Insomma, alla fine della chiacchiera, qual è la morale? Forse il fatto che, a proposito di disinibizione, sarebbe utile superare l’ansia da prestazione per evitare di trasformarsi negli impiegati dell’arte che lo stesso ex direttore citava in una vecchia intervista con un altro dei suoi amori, Lisa Ponti. E in effetti, conversando e conversando, il futuro per Lo Pinto appare come una prateria da attraversare senza fomo («fear of missing out», ovvero «paura di essere esclusi», Ndr): «Non ho nessun programma al momento: sto lavorando a una serie di cose, tra cui al libro dedicato a Emilio Prini, insegno e ho progetti di mostre in mente. Sai, non mi sono mai mosso nell’ottica delle dinamiche del mondo dell’arte, ovvero quelle dell’occupare posizioni. Non è una attitudine speciale, semplicemente io sono fatto così: tutto quello che ho percorso è stato un cammino di incontri e coincidenze. Forse l’unica cosa che ho deciso, ancora studente, è stata quella di creare una rivista con amici, mentre a Vienna ero finito perché avevo partecipato a un bando, esattamente come al Macro, senza avere l’ambizione forzata di dirigere un’istituzione. Ad ogni modo sono felice perché ho potuto offrire qualcosa di cui mi sento capace, ma ci sono persone molto più brave di me a farlo in altri modi». In altri modi forse sì, ma in questo solo Luca Lo Pinto.
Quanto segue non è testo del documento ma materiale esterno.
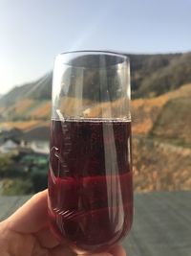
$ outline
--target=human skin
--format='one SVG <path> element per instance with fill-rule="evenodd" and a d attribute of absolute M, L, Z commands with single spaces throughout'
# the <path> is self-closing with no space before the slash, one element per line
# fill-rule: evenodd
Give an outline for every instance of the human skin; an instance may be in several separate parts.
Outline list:
<path fill-rule="evenodd" d="M 0 222 L 1 256 L 74 256 L 67 244 L 53 236 L 47 215 L 47 190 L 28 200 L 10 218 Z M 108 252 L 92 256 L 126 256 L 117 244 Z"/>

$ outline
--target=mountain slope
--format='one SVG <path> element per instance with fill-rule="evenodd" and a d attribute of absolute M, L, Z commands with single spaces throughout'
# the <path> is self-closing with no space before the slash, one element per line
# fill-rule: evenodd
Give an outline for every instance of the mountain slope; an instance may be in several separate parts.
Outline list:
<path fill-rule="evenodd" d="M 154 97 L 191 82 L 191 53 L 131 55 L 132 98 Z M 36 81 L 16 86 L 0 99 L 0 107 L 23 99 L 51 99 L 53 72 Z"/>

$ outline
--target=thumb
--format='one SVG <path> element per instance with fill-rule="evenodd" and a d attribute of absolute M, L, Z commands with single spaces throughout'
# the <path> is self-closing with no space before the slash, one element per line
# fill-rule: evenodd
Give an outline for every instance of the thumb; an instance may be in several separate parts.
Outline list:
<path fill-rule="evenodd" d="M 48 224 L 47 190 L 34 195 L 6 221 L 9 227 L 22 233 L 33 233 Z"/>

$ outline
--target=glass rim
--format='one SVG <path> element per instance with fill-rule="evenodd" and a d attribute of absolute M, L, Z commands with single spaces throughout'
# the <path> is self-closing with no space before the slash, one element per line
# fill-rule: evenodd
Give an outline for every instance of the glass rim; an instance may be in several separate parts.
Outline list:
<path fill-rule="evenodd" d="M 67 54 L 83 54 L 83 53 L 89 53 L 89 54 L 105 54 L 108 56 L 117 56 L 117 57 L 121 57 L 129 60 L 129 57 L 126 56 L 124 53 L 113 51 L 113 50 L 74 50 L 74 51 L 66 51 L 58 54 L 57 56 L 63 56 Z M 56 57 L 57 57 L 56 56 Z"/>
<path fill-rule="evenodd" d="M 76 51 L 67 51 L 67 52 L 62 52 L 60 54 L 58 54 L 57 56 L 55 56 L 55 61 L 58 60 L 58 61 L 63 61 L 62 64 L 66 65 L 66 66 L 73 66 L 70 64 L 70 62 L 67 61 L 67 58 L 69 58 L 70 59 L 70 56 L 73 57 L 73 56 L 89 56 L 89 55 L 99 55 L 99 56 L 106 56 L 106 57 L 114 57 L 114 58 L 121 58 L 121 63 L 130 63 L 130 58 L 127 55 L 123 54 L 123 53 L 119 53 L 119 52 L 115 52 L 115 51 L 110 51 L 110 50 L 76 50 Z M 66 59 L 65 59 L 66 58 Z M 65 60 L 65 61 L 64 61 Z M 111 64 L 111 65 L 108 65 L 110 67 L 112 66 L 116 66 L 117 63 L 116 64 Z M 84 66 L 73 66 L 74 68 L 87 68 L 87 67 L 84 67 Z M 94 68 L 100 68 L 98 66 L 95 66 Z"/>

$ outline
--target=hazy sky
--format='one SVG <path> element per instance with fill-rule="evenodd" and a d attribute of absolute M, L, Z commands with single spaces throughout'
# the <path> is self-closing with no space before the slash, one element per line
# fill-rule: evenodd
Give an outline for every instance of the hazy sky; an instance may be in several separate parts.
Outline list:
<path fill-rule="evenodd" d="M 38 79 L 60 52 L 191 50 L 191 0 L 0 0 L 0 94 Z"/>

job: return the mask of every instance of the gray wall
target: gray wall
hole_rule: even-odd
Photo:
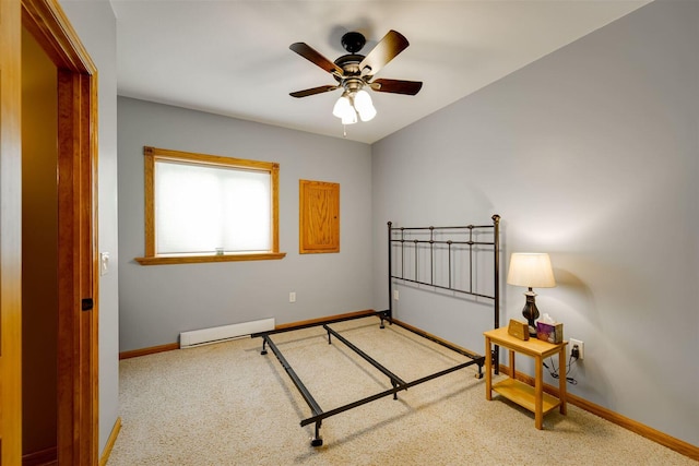
[[[177,342],[182,331],[371,308],[369,145],[126,97],[118,107],[121,351]],[[280,250],[286,258],[139,265],[144,145],[280,163]],[[340,183],[340,253],[298,253],[299,179]]]
[[[656,1],[375,144],[375,306],[387,219],[498,213],[502,322],[524,301],[509,254],[549,252],[538,307],[585,343],[570,393],[699,445],[698,25],[699,3]],[[403,296],[399,318],[483,351],[467,306]]]
[[[99,277],[99,451],[119,409],[119,271],[117,244],[117,24],[106,0],[61,1],[97,65],[99,94],[98,249],[109,252],[109,272]]]

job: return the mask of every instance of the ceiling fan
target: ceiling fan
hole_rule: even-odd
[[[369,121],[376,116],[371,97],[365,91],[365,87],[376,92],[405,95],[415,95],[419,92],[423,87],[423,83],[419,81],[382,77],[374,80],[374,76],[381,68],[410,45],[401,33],[389,31],[366,56],[358,53],[365,44],[366,38],[363,34],[357,32],[346,33],[342,36],[342,47],[347,50],[347,55],[343,55],[334,62],[328,60],[305,43],[292,44],[289,49],[328,71],[337,81],[337,84],[311,87],[293,92],[289,95],[292,97],[307,97],[342,88],[343,93],[335,103],[333,115],[341,118],[343,124],[352,124],[357,122],[357,115],[362,121]]]

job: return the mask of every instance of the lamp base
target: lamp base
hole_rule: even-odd
[[[529,288],[529,291],[524,292],[526,297],[526,302],[524,303],[524,308],[522,309],[522,315],[526,319],[529,323],[529,334],[530,336],[536,336],[536,319],[538,319],[538,309],[536,308],[536,294]]]

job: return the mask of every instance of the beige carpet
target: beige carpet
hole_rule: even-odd
[[[367,318],[332,325],[410,382],[465,360],[396,325]],[[318,404],[390,389],[388,378],[322,328],[273,336]],[[325,419],[310,446],[310,409],[260,338],[127,359],[122,428],[108,466],[137,465],[696,465],[686,456],[569,405],[533,415],[485,399],[467,368]]]

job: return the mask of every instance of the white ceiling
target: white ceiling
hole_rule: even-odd
[[[416,96],[371,93],[377,117],[347,127],[374,143],[650,0],[110,0],[117,16],[119,95],[342,138],[341,92],[288,49],[304,41],[330,61],[345,32],[389,31],[410,47],[377,77],[423,81]]]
P.S.: A conclusione dell’esperienza quinquennale del «Museo per l’Immaginazione Preventiva», prima dell’ultimo weekend della mostra «Post scriptum. Un museo dimenticato a memoria», il prossimo 14 febbraio, dalle ore 18, al Macro si terrà la presentazione del doppio catalogo della mostra e, alle ore 19, una live performance di Charlemagne Palestine. Dalle 22 la festa di chiusura, Octopus Love Party, al Teatro delle Bellezze.